Is the time right for Kroger to go hyper-local?
Kroger recently launched a new website, Kroger.Com/WeAreLocal, to more loudly broadcast its local goods and invite more local suppliers to work with the grocery giant.
The release of Kroger.Com/WeAreLocal came out on Sept. 22, one day after a Wall Street Journal article reported that Whole Foods was accelerating its shift to more centralized buying under Amazon’s ownership while also eliminating brand reps from selling floors. Whole Foods was already said to be moving toward less regional buying for efficiency reasons earlier in the year.
Kroger’s statement on the microsite launch underscored its commitment to local vendors.
“Our business has a track record of successfully blending centralized and decentralized decision making to promote local products while also enjoying economies of scale,” said Mike Donnelly, Kroger’s EVP of merchandising and procurement. “Since Kroger’s day one, we have had a longstanding, 365-day-a-year commitment to support and source from local farmers, ranchers, food producers, wineries, breweries and product makers. There are tastes and products that are unique to every region.”
Kroger.Com/WeAreLocal site includes three sections:
- Join Our Family of Suppliers: Prospective suppliers can self-register to become a partner and view information on data, EDI and other requirements.
- Discover local: Consumers can learn about the local farms Kroger works with as well as many of the labels, such as “Arizona Grown,” showcased in stores.
- Sourcing Locally Helps Support Zero Hunger and Zero Waste: Kroger discusses its commitment to ending hunger in the communities in which it operates and eliminating food waste within the company by 2025. This section also talks up the sustainability benefit of reducing transportation through regional sourcing.
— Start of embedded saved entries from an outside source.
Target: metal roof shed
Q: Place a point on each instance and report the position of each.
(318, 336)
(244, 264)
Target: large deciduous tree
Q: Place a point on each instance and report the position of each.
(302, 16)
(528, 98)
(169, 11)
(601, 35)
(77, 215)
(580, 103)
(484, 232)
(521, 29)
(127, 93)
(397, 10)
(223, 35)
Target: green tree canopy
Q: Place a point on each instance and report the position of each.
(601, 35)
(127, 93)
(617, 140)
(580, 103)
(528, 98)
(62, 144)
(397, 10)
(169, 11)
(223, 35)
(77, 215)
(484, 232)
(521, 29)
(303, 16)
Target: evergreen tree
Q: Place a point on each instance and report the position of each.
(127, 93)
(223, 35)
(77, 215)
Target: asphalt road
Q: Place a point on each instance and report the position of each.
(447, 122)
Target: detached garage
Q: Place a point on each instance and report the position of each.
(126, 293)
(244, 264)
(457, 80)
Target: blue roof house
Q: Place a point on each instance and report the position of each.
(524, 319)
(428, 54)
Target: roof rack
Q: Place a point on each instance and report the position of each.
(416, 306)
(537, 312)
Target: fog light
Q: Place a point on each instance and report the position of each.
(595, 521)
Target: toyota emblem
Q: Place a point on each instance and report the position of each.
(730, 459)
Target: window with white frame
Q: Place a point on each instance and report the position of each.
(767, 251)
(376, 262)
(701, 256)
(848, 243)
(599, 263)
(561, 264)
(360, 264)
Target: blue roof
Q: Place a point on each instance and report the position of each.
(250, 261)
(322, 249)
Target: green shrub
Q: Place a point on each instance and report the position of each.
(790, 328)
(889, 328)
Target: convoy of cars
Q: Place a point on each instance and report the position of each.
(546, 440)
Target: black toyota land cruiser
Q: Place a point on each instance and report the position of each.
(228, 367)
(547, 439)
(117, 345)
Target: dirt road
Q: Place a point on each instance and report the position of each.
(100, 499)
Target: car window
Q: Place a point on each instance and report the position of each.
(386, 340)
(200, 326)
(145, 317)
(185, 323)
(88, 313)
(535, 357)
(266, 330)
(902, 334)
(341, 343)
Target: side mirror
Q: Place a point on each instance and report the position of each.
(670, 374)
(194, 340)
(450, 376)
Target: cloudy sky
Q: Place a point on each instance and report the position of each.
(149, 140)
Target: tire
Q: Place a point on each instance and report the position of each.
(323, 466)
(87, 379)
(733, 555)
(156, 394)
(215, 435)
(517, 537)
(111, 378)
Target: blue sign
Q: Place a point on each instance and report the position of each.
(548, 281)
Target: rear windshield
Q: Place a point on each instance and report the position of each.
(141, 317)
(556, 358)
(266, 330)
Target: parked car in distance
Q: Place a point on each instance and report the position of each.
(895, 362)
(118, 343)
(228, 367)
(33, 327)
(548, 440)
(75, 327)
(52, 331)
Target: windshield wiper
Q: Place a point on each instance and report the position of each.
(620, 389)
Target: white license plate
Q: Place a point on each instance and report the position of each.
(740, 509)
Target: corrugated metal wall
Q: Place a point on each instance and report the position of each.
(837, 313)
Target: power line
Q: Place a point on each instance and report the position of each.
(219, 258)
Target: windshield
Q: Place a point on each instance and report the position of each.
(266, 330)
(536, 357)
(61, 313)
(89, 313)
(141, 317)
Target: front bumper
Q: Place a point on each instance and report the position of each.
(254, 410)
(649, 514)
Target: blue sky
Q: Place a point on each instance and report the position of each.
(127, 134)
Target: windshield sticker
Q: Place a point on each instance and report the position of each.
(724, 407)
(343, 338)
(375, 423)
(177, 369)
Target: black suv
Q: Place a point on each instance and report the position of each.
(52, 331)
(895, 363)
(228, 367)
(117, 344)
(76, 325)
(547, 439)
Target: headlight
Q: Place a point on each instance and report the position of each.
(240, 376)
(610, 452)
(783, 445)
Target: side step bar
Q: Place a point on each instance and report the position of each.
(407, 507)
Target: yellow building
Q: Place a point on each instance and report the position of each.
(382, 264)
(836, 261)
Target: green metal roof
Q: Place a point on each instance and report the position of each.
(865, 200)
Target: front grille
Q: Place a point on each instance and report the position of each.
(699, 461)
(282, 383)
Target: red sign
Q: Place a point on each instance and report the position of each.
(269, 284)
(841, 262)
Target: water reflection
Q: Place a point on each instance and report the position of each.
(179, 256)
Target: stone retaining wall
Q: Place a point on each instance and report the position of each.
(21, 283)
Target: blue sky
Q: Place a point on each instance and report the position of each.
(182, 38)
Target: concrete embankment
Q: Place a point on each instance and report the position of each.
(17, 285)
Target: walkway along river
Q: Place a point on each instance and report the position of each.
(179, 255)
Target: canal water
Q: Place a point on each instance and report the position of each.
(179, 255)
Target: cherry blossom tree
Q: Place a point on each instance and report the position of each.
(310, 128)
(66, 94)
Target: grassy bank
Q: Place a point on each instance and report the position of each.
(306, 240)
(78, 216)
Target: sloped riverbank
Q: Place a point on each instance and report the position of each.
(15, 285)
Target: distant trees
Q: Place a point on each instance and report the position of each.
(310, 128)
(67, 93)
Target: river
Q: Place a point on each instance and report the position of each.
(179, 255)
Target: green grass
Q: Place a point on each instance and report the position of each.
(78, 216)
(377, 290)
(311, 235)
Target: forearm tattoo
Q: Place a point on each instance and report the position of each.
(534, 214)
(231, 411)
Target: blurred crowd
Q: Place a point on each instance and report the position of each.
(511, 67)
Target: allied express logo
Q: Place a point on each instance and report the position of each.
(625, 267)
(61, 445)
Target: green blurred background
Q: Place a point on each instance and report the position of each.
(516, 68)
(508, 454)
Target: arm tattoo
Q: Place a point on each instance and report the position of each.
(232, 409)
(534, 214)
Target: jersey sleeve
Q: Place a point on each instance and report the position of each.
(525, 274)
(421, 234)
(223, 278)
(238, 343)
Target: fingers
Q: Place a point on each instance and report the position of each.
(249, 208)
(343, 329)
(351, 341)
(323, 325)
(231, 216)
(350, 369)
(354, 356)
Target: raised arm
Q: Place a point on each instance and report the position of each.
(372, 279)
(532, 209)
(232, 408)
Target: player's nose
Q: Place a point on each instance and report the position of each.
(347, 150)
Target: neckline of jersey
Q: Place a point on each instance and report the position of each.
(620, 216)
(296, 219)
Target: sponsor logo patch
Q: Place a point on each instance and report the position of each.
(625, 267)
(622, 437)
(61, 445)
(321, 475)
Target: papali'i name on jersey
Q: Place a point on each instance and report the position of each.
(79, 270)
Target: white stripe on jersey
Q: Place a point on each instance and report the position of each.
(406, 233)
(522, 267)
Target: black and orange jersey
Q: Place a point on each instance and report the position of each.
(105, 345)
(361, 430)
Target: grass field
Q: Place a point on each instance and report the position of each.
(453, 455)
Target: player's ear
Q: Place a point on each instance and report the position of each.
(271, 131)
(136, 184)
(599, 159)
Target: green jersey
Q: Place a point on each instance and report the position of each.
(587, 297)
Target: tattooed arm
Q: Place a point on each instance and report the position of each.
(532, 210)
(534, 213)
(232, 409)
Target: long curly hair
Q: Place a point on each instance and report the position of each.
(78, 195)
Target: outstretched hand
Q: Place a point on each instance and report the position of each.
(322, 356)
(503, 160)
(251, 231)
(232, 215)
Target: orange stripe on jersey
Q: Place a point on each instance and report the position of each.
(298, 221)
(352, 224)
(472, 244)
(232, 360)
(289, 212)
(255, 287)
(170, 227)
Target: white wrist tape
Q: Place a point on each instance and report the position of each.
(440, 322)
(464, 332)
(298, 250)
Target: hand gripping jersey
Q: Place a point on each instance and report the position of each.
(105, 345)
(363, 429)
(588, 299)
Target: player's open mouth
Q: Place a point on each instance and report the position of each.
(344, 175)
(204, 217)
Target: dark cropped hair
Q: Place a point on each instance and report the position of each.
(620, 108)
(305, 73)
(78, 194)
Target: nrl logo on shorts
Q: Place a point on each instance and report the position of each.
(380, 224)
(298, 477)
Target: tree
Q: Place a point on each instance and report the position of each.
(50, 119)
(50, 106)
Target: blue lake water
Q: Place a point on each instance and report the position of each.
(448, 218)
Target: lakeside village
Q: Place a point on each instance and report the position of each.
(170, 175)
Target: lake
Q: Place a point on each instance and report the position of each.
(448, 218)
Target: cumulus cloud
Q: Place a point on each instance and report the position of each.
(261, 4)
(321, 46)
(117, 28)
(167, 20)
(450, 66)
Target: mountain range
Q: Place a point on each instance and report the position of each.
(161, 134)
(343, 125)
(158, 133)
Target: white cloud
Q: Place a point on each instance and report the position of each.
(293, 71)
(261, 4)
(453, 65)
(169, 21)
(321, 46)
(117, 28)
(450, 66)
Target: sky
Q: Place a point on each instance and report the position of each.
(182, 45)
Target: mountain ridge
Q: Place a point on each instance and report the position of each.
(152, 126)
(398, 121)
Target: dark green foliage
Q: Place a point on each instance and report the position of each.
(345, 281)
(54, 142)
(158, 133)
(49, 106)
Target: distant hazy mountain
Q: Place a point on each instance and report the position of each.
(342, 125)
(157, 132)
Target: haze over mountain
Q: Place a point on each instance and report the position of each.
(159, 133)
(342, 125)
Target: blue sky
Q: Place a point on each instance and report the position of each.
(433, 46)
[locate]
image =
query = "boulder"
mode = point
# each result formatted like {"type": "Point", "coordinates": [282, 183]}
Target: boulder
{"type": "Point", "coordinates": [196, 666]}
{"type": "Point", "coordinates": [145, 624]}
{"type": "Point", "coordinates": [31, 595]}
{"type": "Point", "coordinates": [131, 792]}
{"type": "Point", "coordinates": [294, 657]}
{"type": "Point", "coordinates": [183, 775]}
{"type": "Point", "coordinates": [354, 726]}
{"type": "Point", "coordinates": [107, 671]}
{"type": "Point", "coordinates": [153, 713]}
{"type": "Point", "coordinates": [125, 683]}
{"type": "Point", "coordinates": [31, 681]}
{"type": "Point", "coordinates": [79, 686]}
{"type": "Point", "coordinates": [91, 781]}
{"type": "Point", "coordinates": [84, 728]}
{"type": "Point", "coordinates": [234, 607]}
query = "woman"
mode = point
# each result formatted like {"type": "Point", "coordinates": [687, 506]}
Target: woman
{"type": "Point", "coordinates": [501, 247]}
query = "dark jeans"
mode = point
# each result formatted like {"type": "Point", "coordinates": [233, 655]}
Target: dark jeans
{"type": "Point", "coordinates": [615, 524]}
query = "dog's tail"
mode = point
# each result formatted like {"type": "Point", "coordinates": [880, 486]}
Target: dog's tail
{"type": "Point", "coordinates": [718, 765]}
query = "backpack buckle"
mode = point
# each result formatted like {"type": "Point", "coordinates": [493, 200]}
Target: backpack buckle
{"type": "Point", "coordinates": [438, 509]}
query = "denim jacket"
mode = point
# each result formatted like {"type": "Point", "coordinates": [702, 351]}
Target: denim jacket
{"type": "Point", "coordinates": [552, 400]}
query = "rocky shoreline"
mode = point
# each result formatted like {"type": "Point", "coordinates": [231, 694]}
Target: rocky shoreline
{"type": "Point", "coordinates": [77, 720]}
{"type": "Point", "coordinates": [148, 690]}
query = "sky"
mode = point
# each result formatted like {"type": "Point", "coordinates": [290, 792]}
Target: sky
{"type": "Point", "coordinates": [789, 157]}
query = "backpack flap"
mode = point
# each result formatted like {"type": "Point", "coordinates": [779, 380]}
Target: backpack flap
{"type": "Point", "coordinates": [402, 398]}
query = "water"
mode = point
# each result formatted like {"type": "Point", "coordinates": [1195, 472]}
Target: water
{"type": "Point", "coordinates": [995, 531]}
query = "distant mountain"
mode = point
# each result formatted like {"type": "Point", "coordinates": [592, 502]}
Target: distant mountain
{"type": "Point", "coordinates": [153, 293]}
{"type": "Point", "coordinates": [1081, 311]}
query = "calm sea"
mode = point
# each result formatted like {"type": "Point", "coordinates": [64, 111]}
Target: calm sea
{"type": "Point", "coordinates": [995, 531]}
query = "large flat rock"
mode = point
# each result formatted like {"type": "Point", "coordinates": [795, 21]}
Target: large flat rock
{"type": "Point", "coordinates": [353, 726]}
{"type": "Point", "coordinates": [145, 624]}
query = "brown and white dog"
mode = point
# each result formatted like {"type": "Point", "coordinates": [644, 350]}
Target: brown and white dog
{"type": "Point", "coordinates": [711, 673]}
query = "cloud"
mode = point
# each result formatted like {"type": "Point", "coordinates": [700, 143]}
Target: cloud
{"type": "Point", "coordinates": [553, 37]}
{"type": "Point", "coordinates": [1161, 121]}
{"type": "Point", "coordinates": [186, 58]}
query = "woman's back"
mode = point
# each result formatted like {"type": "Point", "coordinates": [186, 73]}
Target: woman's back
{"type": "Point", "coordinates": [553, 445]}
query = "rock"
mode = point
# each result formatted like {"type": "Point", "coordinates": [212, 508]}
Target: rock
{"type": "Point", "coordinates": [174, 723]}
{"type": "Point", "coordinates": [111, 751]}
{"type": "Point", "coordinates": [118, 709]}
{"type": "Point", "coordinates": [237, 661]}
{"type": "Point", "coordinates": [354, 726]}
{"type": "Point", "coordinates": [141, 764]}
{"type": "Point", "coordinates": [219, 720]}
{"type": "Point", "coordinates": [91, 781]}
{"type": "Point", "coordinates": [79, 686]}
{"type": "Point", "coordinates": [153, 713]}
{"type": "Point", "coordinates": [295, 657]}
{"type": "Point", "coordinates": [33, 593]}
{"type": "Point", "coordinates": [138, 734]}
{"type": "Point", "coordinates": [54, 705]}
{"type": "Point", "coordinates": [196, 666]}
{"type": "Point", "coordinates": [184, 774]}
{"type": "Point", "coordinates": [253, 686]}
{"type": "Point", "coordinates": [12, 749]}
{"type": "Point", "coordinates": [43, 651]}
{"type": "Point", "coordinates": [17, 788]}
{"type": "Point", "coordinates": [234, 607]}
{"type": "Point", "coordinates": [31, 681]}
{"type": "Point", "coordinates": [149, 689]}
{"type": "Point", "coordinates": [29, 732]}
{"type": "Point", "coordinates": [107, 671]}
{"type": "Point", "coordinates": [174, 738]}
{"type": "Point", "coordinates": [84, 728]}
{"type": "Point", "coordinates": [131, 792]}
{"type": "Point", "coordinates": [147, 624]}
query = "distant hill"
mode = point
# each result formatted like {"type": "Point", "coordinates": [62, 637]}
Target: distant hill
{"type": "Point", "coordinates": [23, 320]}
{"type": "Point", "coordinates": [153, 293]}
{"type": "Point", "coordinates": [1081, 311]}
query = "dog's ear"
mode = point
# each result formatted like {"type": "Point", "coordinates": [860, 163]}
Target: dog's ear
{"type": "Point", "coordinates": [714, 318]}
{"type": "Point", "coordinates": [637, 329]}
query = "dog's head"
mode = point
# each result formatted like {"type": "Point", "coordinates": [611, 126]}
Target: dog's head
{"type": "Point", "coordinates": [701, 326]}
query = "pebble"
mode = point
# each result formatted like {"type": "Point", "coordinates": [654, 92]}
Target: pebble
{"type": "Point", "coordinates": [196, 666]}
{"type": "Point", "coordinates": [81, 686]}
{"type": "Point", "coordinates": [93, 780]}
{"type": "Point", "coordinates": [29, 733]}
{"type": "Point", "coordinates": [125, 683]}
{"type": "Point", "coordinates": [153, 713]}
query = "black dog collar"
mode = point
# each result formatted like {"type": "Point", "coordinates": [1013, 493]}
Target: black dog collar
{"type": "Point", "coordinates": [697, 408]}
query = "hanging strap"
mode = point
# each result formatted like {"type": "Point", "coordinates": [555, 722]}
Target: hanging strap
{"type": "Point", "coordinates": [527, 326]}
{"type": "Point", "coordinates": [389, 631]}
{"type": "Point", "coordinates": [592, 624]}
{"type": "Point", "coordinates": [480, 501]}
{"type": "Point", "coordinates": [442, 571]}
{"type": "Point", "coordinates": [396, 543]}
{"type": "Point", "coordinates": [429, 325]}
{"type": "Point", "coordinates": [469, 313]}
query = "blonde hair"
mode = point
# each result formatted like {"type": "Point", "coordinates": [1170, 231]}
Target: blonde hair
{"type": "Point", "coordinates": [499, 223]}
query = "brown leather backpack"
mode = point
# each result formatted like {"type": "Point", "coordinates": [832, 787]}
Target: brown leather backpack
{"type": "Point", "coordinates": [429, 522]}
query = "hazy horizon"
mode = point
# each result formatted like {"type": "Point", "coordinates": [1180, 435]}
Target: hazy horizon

Taking another dig at the new attention brought to Whole Foods and perhaps to Walmart, Kroger stated that it has “led the way for over a decade” in making local, natural and organic products “more affordable and accessible” for Americans as evidenced by its successful Simple Truth brand. Said Mr. Donnelly, “There are a lot of headlines about making local, natural and organic foods more affordable. The truth is, we’ve always been affordable.”
A Whole Foods spokesperson emphasized to the Journal that local suppliers and products would remain “crucial” to its mix.
- Kroger Launches Kroger.Com/WeAreLocal, Invites Local Suppliers to Join the Kroger Family of Companies – Kroger
- New Kroger site highlights local and emerging brands – “We Are Local” initiative seeks new suppliers – Supermarket News
- As Amazon takes Whole Foods national, Kroger thinks local – CNBC
- Will centralized buying make Whole Foods a more formidable competitor? – RetailWire
- Amazon Puts Whole Foods on Fast Track to Conventional Supermarket – The Wall Street Journal
DISCUSSION QUESTIONS: What do you think of Kroger’s plan to emphasize and build on its local assortments? Is this an approach that you think will resonate more deeply with consumers in the next few years?